What is the steady state of LLMs and software development?

Originally posted on my LinkedIn page.

In my last AI-related post I described my angst about how the possibly massive impact of GenAI on software development is also so divisive in the industry. This post is different - if GenAI is going to write a lot of the software we write, how does that become a sustainable part of our process / Software Development Lifecycle? In other words, what's the steady state we're tending to?

This has come to my mind because of a few things. On one hand there's the discussion of disposable vs durable software, which both Charity Majors (here) and Ross Pettit (here) have written about. On the other there are the many anecdotal reports I hear of engineers having to review thousand-line changes on the regular - mostly filled with LLM-generated code.

The problem: validation

Engineering teams are faced with tricky choices when they use LLM-generated code for a production application. Should they validate the code the LLM has generated, and if so, how?

These questions aren't new - any industrial software team needs to wrangle with whether they perform code review, and how much and what type of testing they perform. But there is significantly different context when an LLM is in play, e.g.

An LLM can generate code far faster than a human. So when human review is required the proportion of an engineer's work is going to be more skewed to "review" than "write"
An LLM may generate code that is beyond the knowledge of a team member to provide effective review on
For human-generated code there's already been a review-cycle within the developer's own head, whereas an LLM is hallucinating all-the-time (it's just that sometimes the hallucinations are useful).
Engineer-written automated tests usually test at various levels of the code base - e.g. external "integration" tests vs. "unit" tests that thoroughly cover edge cases of domain logic.
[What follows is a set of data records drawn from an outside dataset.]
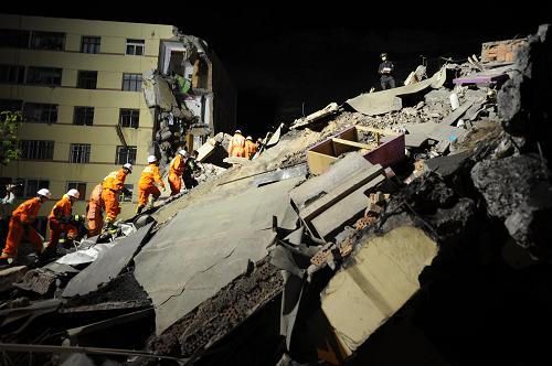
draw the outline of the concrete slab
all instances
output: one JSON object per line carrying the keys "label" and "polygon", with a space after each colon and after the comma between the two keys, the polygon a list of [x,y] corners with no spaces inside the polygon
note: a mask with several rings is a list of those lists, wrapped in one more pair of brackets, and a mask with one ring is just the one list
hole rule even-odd
{"label": "concrete slab", "polygon": [[300,177],[234,193],[180,209],[136,256],[135,277],[156,308],[157,334],[264,258],[278,227],[295,229],[289,191]]}
{"label": "concrete slab", "polygon": [[417,277],[436,255],[423,230],[397,227],[367,239],[354,262],[333,276],[321,306],[347,355],[420,289]]}
{"label": "concrete slab", "polygon": [[113,248],[99,252],[98,258],[86,269],[75,276],[62,293],[64,298],[83,295],[117,277],[129,263],[138,247],[153,227],[155,222],[138,232],[117,240]]}

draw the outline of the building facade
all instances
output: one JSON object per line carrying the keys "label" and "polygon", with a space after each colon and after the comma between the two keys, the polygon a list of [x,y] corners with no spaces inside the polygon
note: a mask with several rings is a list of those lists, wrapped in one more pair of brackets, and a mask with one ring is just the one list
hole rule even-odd
{"label": "building facade", "polygon": [[49,187],[68,189],[84,214],[93,187],[124,163],[134,164],[121,218],[134,214],[137,183],[151,151],[155,114],[145,103],[142,73],[158,69],[172,25],[0,14],[0,109],[22,110],[22,155],[0,166],[22,184],[19,202]]}

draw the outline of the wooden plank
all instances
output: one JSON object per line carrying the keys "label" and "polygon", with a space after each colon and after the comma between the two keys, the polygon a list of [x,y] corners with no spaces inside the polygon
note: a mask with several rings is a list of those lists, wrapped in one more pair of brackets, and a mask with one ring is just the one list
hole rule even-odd
{"label": "wooden plank", "polygon": [[357,142],[357,141],[350,141],[350,140],[343,140],[343,139],[338,139],[333,138],[331,141],[337,142],[337,143],[342,143],[342,144],[348,144],[350,147],[355,147],[359,149],[367,149],[367,150],[372,150],[378,148],[376,143],[362,143],[362,142]]}
{"label": "wooden plank", "polygon": [[372,165],[367,170],[359,171],[357,174],[343,181],[331,192],[328,192],[322,197],[312,202],[299,213],[299,217],[304,220],[310,220],[314,216],[318,215],[339,200],[343,198],[352,191],[358,190],[360,186],[372,181],[378,174],[383,174],[382,165]]}
{"label": "wooden plank", "polygon": [[330,169],[332,162],[338,160],[338,158],[319,153],[312,150],[307,151],[307,163],[309,165],[310,173],[322,174]]}
{"label": "wooden plank", "polygon": [[315,228],[315,235],[322,239],[329,239],[330,235],[349,222],[362,215],[367,208],[367,197],[364,192],[373,190],[385,181],[385,176],[378,175],[360,189],[351,192],[342,200],[329,206],[326,211],[310,220],[310,226]]}
{"label": "wooden plank", "polygon": [[373,127],[367,127],[367,126],[354,126],[358,130],[360,131],[367,131],[367,132],[376,132],[381,134],[391,134],[391,136],[401,136],[401,132],[395,132],[393,130],[388,130],[388,129],[381,129],[381,128],[373,128]]}

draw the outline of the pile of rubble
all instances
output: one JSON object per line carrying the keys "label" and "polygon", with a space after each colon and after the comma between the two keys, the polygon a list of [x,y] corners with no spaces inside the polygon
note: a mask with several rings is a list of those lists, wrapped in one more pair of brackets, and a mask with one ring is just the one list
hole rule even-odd
{"label": "pile of rubble", "polygon": [[549,33],[282,125],[92,263],[2,273],[4,357],[546,363]]}

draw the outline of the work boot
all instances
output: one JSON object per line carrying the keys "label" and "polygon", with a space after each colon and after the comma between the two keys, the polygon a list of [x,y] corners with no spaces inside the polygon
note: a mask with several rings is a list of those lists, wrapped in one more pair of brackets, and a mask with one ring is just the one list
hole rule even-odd
{"label": "work boot", "polygon": [[44,250],[39,255],[39,261],[40,262],[46,262],[51,261],[52,259],[57,258],[57,247],[46,247]]}
{"label": "work boot", "polygon": [[104,223],[104,227],[102,228],[102,234],[107,233],[107,232],[113,232],[113,230],[117,230],[117,226],[115,226],[113,224],[110,218],[106,218],[106,220]]}
{"label": "work boot", "polygon": [[14,263],[15,263],[14,257],[11,257],[11,256],[4,255],[4,254],[2,254],[0,256],[0,266],[12,266]]}

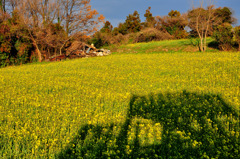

But when an LLM has designed and written the complete internal design of a codebase an engineer may not know where best to write unit tests, requiring slower integration tests to cover more business logic.

Disposable vs Durable

For "disposable" software we may not care too much about these questions - we can just throw something into production and see if it works. If it does, great, if not then get the LLM to fix it. Or just not worry. YOLO.

Frankly I'm not worried about what happens with the process around disposable software, it will work its way out. I know some people think that all software is going to become disposable and ... well, I don't agree. I would really rather my bank balance doesn't spontaneously drop to zero, nor all air-traffic-control systems in the world stop working. Call me old fashioned if you like.

My concern is what are we doing with "durable" software, a subset of which is "anything that's involved with the movement of money". Which is ... quite a lot of the software in the world.

For durable software we need to make sure that the system is (a) acting as intended at the time it is specified, (b) continues to act that way as changes are made over time, and (c) doesn't cost the world to change. I know, I've already lost the YOLOers with these quaintly boring concepts.

Two solutions

Personally, I only currently see two reasonable possible steady states for "durable" applications or components:

A - LLMs generate and maintain all the code, and humans only perform external system testing. The internal design and implementation is a black-box.

B - LLMs can be used as a tool, but all code must continue to be reviewed and understood by human members of the team.

(A) is a super interesting theory. Taken to its logical conclusion it means we no longer care about things like design, underlying language, code duplication, etc. As long as the code works in the functional and non-functional ways required, then it's valid. It's also a very fast way of building software, absolutely fitting with everything I see about agent swarms, and the like.

Unfortunately I just don't believe it's realistic, for durable software specifically. I think an LLM can write code; I'm yet to be convinced about all the other things that go into building software, like security, performance, etc. Maybe we can write code in small enough components that each component works this way, and humans join them all together ... but that seems a stretch. Also, there's always logic in the joins, and who writes that logic? I've seen this game of software pinball before.

If (A) does come to pass then by far the most valuable people on a software team are those that can write effective automated integration tests. Because we're going to need A LOT of them. So all you QA people, get ready!

(B) means that we're basically using an LLM like a super-charged IDE. We can write code faster, but at the end of the day the SDLC remains unchanged. We're going to need to make sure senior engineers aren't burned out just reviewing 10,000 line PRs all day, but that's definitely possible with better use of agentic LLM rules and some team culture guidelines. Personally, I suspect this is where we are headed, but I don't see how this fits into what people are saying about "10X improvement in development speed".

My best guess is that today many companies aren't settling on either of these strategies. I can't help but imagine, therefore, that the amount of unreviewed, untested, barely maintainable code being shipped today for durable systems is sky rocketing. I know one answer is "But LLMs will solve that down the road", and if so I look forward to being proven wrong. Or more than likely using an LLM, and my own experience, to fix the mess.